Dinan, Adam M.; Atkins, John F.; Firth, Andrew E.
Background: Programmed ribosomal frameshifting (PRF) is a gene expression mechanism which enables the translation of two N-terminally coincident, C-terminally distinct protein products from a single mRNA. Many viruses utilize PRF to control or regulate gene expression, but very few phylogenetically conserved examples are known in vertebrate genes. Additional sex combs-like (ASXL) genes 1 and 2 encode important epigenetic and transcriptional regulatory proteins that control the expression of homeotic genes during key developmental stages. Here we describe an ~150-codon overlapping ORF (termed TF) in ASXL1 and ASXL2 that, with few exceptions, is conserved throughout vertebrates. Results: Conservation of the TF ORF, strong suppression of synonymous site variation in the overlap region, and the completely conserved presence of an EH[N/S]Y motif (a known binding site for Host Cell Factor-1, HCF-1, an epigenetic regulatory factor), all indicate that TF is a protein-coding sequence.

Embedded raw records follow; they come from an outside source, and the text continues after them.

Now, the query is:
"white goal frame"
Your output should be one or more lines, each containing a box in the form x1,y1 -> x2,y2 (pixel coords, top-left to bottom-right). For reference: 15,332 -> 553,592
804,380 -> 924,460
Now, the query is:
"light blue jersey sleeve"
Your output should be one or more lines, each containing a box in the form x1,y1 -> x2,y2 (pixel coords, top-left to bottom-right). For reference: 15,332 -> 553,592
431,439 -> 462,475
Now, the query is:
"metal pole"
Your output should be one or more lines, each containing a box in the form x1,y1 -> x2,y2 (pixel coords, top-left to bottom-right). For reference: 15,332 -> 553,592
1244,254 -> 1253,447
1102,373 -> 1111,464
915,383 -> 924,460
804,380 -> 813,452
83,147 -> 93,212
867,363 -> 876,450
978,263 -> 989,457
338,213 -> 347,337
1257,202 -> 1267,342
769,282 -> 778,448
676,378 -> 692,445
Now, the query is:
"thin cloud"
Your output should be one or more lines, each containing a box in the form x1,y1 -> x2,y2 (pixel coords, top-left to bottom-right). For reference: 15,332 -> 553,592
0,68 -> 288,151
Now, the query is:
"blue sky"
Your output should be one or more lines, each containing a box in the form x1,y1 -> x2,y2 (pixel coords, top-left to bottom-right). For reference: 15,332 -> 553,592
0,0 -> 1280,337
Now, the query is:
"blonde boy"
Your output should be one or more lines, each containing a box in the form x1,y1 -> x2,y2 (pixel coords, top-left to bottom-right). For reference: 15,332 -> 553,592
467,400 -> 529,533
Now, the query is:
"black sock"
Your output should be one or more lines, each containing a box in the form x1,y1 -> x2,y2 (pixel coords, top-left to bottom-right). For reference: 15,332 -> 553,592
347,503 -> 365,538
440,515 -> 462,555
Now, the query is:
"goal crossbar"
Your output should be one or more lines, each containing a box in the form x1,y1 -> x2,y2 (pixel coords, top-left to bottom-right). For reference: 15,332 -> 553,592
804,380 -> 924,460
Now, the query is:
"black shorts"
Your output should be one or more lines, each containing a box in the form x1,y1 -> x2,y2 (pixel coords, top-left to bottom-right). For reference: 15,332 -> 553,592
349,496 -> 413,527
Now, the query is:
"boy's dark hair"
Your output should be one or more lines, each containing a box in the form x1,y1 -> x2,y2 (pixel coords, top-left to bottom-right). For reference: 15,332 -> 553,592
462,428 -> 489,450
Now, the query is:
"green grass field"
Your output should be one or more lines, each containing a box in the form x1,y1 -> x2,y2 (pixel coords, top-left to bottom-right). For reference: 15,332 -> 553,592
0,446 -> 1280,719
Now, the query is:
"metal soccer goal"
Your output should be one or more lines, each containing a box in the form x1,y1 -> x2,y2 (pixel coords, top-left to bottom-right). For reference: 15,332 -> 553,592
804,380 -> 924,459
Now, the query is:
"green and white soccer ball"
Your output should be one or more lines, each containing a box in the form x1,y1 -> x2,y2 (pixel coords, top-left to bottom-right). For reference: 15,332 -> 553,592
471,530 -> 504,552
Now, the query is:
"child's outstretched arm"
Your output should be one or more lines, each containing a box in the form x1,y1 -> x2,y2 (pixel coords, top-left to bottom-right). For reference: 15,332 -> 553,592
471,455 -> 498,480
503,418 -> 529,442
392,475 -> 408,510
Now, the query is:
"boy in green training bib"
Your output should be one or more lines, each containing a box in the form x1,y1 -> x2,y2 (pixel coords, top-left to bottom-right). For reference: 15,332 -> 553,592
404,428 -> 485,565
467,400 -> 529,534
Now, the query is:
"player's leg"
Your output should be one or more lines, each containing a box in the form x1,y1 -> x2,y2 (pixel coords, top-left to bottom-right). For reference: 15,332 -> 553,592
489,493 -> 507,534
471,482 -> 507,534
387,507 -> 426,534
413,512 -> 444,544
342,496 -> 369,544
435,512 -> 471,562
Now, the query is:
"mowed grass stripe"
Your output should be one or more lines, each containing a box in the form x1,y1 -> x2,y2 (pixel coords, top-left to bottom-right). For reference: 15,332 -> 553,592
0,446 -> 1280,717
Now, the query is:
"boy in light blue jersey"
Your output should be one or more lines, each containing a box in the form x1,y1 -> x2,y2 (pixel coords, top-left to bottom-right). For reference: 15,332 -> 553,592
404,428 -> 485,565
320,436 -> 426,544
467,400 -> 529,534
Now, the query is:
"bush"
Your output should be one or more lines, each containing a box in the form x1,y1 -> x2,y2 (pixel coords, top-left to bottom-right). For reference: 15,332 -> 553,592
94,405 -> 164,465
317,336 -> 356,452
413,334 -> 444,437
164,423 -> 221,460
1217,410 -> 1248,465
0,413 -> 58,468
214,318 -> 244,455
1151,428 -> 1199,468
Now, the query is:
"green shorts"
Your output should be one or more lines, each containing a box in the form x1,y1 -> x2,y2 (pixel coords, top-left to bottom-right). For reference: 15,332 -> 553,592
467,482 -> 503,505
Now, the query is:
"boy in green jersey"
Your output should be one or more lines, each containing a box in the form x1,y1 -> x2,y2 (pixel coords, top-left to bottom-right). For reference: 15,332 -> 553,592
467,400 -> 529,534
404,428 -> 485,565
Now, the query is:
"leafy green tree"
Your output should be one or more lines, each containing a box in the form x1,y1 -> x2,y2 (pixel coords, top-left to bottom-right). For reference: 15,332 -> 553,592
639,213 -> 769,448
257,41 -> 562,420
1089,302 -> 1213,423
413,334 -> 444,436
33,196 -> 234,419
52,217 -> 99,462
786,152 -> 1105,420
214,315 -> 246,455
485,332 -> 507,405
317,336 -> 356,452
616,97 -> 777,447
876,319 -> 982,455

A highly conserved UCC_UUU_CGU sequence (identical to the known site of +1 ribosomal frameshifting for influenza virus PA-X expression) occurs at the 5′ end of the region of enhanced synonymous site conservation in ASXL1. Similarly, a highly conserved RG_GUC_UCU sequence (identical to a known site of −2 ribosomal frameshifting for arterivirus nsp2TF expression) occurs at the 5′ end of the region of enhanced synonymous site conservation in ASXL2. Conclusions: Due to a lack of appropriate splice forms, or initiation sites, the most plausible mechanism for translation of the ASXL1 and 2 TF regions is ribosomal frameshifting, resulting in a transframe fusion of the N-terminal half of ASXL1 or 2 to the TF product, termed ASXL-TF. Truncation or frameshift mutants of ASXL are linked to myeloid malignancies and genetic diseases, such as Bohring-Opitz syndrome, likely at least in part as a result of gain-of-function or dominant-negative effects. Our hypothesis now indicates that these disease-associated mutant forms represent overexpressed defective versions of ASXL-TF.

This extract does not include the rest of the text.